One of the most popular breakout sessions of the entire conference looked at the growth of 130/30 products and an apparent demand for access to these strategies by retail investors.

While 130/30 is being interpreted as an exact definition of how the products work, consensus suggested another label may be needed to reflect what is really a "prescriptive technique", given positions can move as little as 105/5 up to 150/50.

Elsewhere, the concept of absolute returns took quite a battering throughout discussions on the back of general recent poor performance, at one time described by High Willis of Bluebay Asset Management as "still not delivering anything more than traditional alpha". And yet the search for alpha has become the focal point of the entire fund management industry.

One of the more interesting presentations came from Dr Horace Brock, an academic and founder of Strategic Economic Decisions, who presented brief details of a paper soon to be published suggesting in a market where everyone has access to the same news and information, there are logically only three ways to add alpha.
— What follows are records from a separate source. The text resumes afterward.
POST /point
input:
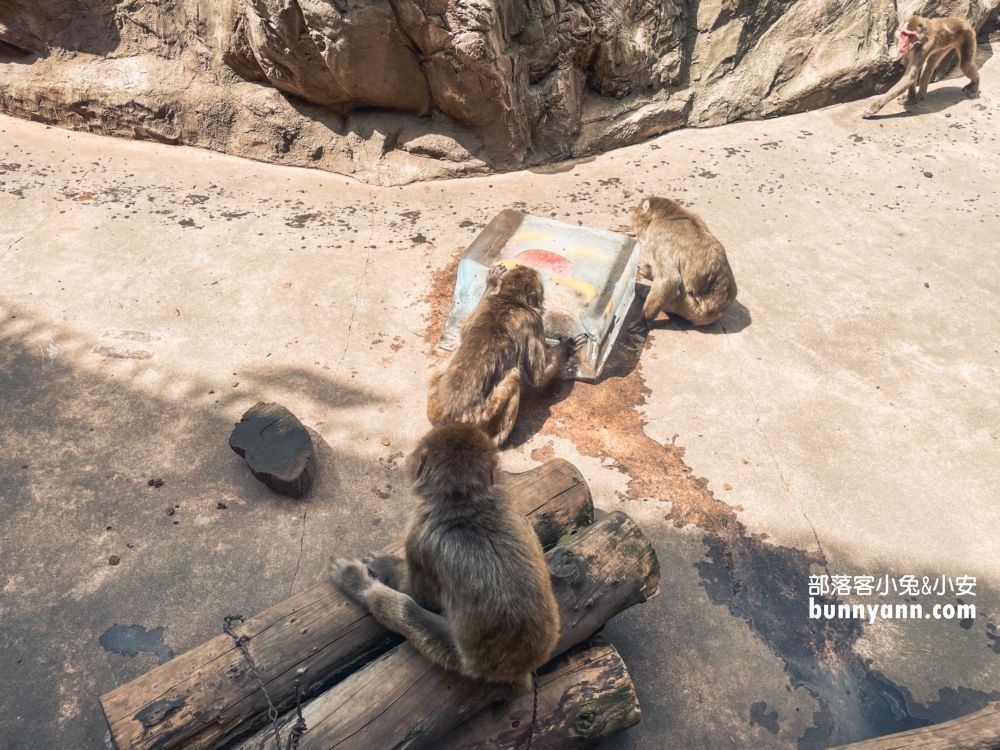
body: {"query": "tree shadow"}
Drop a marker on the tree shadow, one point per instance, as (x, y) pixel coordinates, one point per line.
(81, 436)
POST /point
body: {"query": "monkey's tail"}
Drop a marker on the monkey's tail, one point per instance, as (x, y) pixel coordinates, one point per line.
(967, 51)
(534, 708)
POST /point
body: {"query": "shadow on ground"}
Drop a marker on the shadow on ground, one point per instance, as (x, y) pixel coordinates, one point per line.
(105, 575)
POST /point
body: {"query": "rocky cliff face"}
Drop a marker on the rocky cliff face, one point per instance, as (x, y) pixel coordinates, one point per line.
(397, 90)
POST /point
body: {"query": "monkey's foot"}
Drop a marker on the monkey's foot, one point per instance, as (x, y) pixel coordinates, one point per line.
(353, 577)
(640, 327)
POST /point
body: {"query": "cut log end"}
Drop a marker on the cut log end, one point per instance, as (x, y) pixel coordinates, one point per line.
(584, 696)
(218, 700)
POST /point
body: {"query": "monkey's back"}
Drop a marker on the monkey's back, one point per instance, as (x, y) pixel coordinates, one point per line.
(495, 589)
(494, 340)
(680, 239)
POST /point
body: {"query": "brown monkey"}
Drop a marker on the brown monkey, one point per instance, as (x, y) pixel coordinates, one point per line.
(503, 343)
(690, 272)
(924, 43)
(474, 593)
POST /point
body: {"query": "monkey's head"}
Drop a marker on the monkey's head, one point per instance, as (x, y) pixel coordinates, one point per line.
(651, 208)
(913, 33)
(523, 284)
(453, 459)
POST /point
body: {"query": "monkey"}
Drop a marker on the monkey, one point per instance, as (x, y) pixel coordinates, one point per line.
(502, 345)
(473, 593)
(690, 271)
(924, 43)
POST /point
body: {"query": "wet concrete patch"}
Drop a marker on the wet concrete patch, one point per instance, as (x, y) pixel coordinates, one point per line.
(131, 640)
(761, 583)
(760, 716)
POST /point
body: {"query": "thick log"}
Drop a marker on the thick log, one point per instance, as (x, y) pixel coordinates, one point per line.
(204, 698)
(584, 696)
(976, 731)
(402, 700)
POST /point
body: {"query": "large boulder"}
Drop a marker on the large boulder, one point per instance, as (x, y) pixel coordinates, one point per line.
(392, 91)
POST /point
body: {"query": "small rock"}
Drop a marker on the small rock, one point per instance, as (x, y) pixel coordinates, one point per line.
(277, 448)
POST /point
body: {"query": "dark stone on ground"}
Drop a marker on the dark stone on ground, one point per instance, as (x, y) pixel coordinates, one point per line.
(277, 448)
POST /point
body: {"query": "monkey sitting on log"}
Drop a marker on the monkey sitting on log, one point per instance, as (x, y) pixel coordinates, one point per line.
(924, 43)
(503, 343)
(690, 271)
(473, 594)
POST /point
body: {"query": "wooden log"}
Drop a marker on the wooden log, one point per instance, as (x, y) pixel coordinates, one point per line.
(979, 730)
(207, 696)
(584, 696)
(402, 700)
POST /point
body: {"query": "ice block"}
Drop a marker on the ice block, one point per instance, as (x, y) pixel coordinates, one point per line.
(589, 278)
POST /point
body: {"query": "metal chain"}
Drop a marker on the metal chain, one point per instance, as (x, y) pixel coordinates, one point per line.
(299, 727)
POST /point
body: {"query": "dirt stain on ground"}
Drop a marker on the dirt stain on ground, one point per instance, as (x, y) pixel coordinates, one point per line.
(761, 583)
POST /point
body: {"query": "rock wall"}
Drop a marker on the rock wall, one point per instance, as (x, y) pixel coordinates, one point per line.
(391, 91)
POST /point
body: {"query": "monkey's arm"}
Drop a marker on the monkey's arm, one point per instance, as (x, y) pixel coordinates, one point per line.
(544, 362)
(429, 633)
(909, 79)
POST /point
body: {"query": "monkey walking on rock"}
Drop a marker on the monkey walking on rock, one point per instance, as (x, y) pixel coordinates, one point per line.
(474, 593)
(503, 344)
(924, 43)
(690, 272)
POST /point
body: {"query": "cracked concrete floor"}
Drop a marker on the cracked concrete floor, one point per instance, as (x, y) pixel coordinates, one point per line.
(844, 414)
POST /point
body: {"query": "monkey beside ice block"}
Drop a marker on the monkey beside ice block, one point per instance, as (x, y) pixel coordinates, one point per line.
(924, 43)
(473, 594)
(502, 345)
(689, 270)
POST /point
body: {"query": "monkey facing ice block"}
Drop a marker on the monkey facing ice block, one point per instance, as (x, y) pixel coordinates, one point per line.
(588, 277)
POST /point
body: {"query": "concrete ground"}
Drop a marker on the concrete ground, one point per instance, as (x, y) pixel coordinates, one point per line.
(844, 414)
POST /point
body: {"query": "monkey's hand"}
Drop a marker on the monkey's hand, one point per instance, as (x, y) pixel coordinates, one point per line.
(575, 344)
(389, 569)
(353, 577)
(493, 279)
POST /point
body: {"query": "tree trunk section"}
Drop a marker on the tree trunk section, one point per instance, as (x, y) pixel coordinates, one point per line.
(208, 696)
(584, 696)
(402, 700)
(976, 731)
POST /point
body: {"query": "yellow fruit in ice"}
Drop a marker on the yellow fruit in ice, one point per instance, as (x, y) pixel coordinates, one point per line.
(508, 264)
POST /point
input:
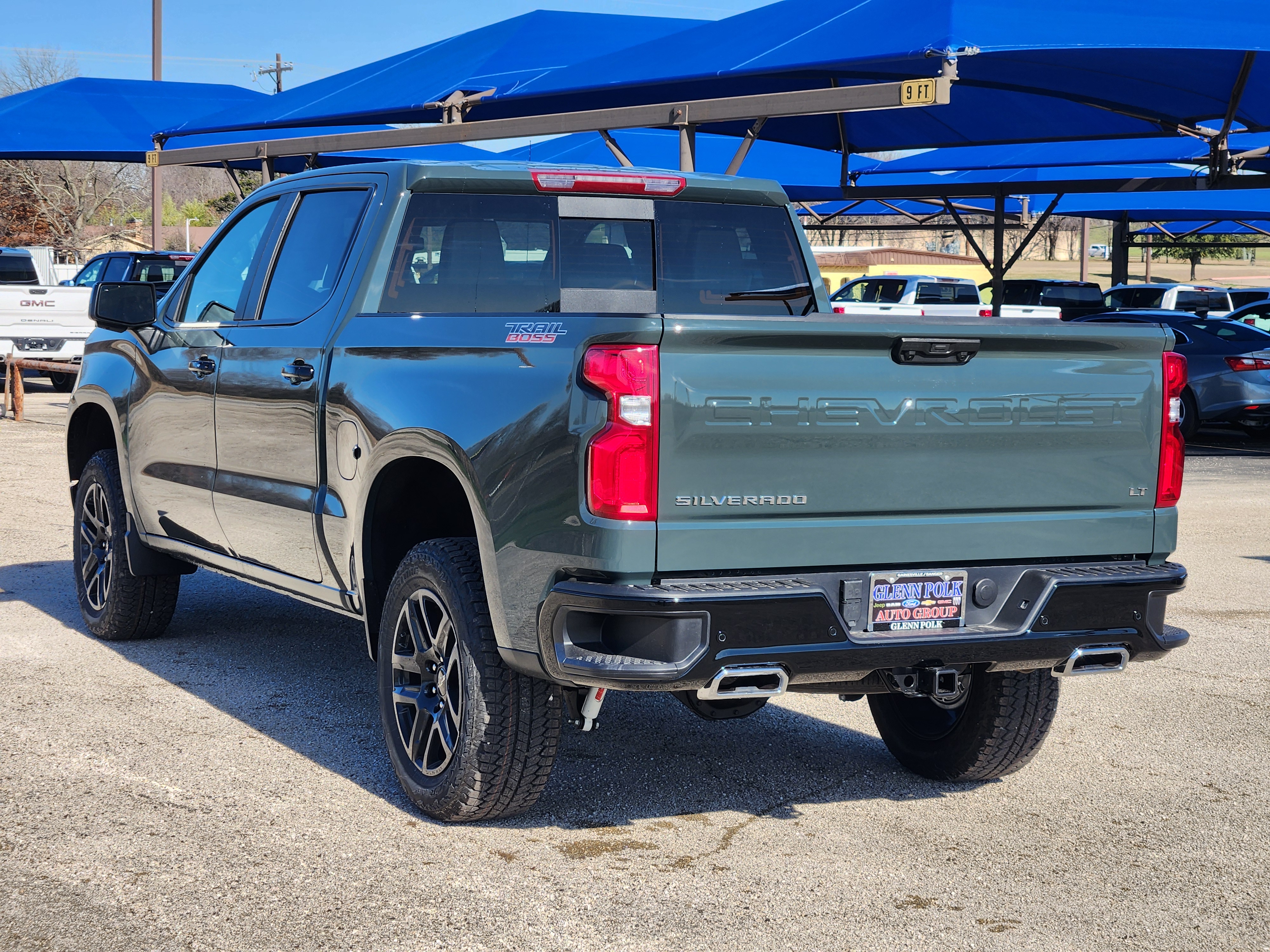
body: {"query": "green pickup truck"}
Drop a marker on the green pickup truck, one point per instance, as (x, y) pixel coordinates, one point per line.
(554, 432)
The only ways to add alpha, he suggested, are to "exploit the existence of structural change, exploit market misbehaviour, such as short-term market volatility and long-term cycles, and exploit logical errors of inference about how the economy and markets actually work".

Moreover, active management will become increasingly important, said Brock, as indexed household growth will diminish over the next decade and a nation's wealth growth will need to be four times that of GDP just match the true value of GDP. In order to achieve even 8% return, new asset classes and thinking will be needed to look beyond data crunching.

Data may look good on paper, according to Brock, but a manager benchmarked against everyone else still has to use their own intelligence to know "when to get off".